2014年10月6日月曜日
思い
赤信号で 何気なく見つめた公園に、若い男の人が一生懸命お話しています。
向き合って、一生懸命頷いているのは、赤ちゃんを抱っこした若いお母さん。
二人は御夫婦のようです。
そこには口から出る言葉はありません。
お父さんは、両手を上下に動かしたり、指を折り曲げたり、大口を開けたり、
パクパクさせたり体中で思いを伝えておられます。
若いお母さんは、じっと見つめながらお話を聞いておられます。
体中でお話を受け止めておられる、そんな風に見えました。
「僕が先に持っていたよ。」
「だってこれは僕の車だもん。父さんにお誕生日に買ってもらったもん。
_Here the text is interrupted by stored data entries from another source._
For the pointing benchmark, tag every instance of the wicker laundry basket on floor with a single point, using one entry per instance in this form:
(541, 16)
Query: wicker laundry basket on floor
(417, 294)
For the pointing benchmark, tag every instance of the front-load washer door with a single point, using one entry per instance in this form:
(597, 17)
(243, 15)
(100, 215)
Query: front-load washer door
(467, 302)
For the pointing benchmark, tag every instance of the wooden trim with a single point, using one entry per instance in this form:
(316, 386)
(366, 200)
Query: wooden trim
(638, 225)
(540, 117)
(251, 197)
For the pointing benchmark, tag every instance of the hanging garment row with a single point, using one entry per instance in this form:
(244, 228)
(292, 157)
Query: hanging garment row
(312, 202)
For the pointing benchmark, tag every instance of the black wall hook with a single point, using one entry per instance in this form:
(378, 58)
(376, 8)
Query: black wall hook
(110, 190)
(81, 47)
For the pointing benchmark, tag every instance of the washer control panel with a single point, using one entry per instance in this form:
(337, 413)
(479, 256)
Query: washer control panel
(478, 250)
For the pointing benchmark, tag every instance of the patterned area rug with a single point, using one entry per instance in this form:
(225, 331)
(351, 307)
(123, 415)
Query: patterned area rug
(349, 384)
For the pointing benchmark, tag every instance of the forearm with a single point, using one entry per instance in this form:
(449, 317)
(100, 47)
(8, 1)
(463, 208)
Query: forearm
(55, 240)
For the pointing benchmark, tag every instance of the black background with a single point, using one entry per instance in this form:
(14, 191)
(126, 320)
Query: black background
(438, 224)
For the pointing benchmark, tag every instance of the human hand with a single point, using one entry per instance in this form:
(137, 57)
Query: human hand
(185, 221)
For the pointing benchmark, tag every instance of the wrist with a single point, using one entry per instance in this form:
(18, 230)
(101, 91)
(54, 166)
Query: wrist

」
泣きながら車の取り合いっこがはじまりました。
いつもなら、お兄ちゃんに譲る弟、でも今日はついに弟の思いが爆発しました。
投げたおもちゃが、お兄ちゃんに当ってしまったのです。
「お兄ちゃんのおもちゃ欲しかったんだね。」 「うん」
「でも、投げたりしてはいけないよ、お兄ちゃんに謝ろう」 「いやっ」
抱っこされて泣きじゃくる弟、それでも一歩も譲りません。
「広ちゃんが投げた。おばあちゃんの意地悪。」
こちらも一歩も譲りません。
体中で思いをぶつけてきます。
弟を抱っこして、お兄ちゃんの背中を撫ぜながら、三人しばらく沈黙が続きました。
「バスですよ、乗ってください。」 車を両手で押しながら小さな声のお兄ちゃん、
「ちびちゃんが、乗るよ。」 涙目の大きな声の弟です。
あの時の、あの言葉はあれで良かったのかしら、
あの時の、あの時の、過去への思いは反省ばかりです。